The pigs got infected, and the virus jumped to humans. The Nipah virus is incredibly lethal. Of the 276 people infected in Malaysia, 106 died, while others suffered permanent and crippling neurological disorders. There is no cure or vaccine.

Pandemics unsurprisingly have always come out of the forest and jungles. It has been found that deforestation of the Amazon jungle by about 4 % increased the malaria infections by nearly 50%.

Another example is AIDS, which crossed into humans from chimpanzees in the 1920s when bush-meat hunters in Africa killed and butchered them.
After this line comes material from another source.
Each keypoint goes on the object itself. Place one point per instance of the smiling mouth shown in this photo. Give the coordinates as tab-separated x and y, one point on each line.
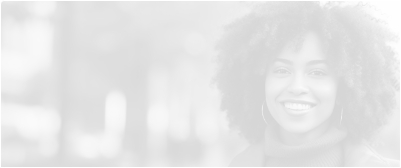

So now, in 2020, while humans suffer economic setbacks and are forced to stay at home, the rest of the world breathes a sigh of relief.

Carbon emissions have dropped, according to news reports, and the Klang River is apparently beginning to look pristine again.

Every morning I am actually woken up by the sounds of the birds chirping and not the sound of traffic on the highway next to me.

My hope is that this viral outbreak will cause us humans to pause and search within. I know many of us are already doing our part, but all of us need to come to the realisation that we share this world with other living beings.

Let us not be handed another virus in the future as a reminder of this.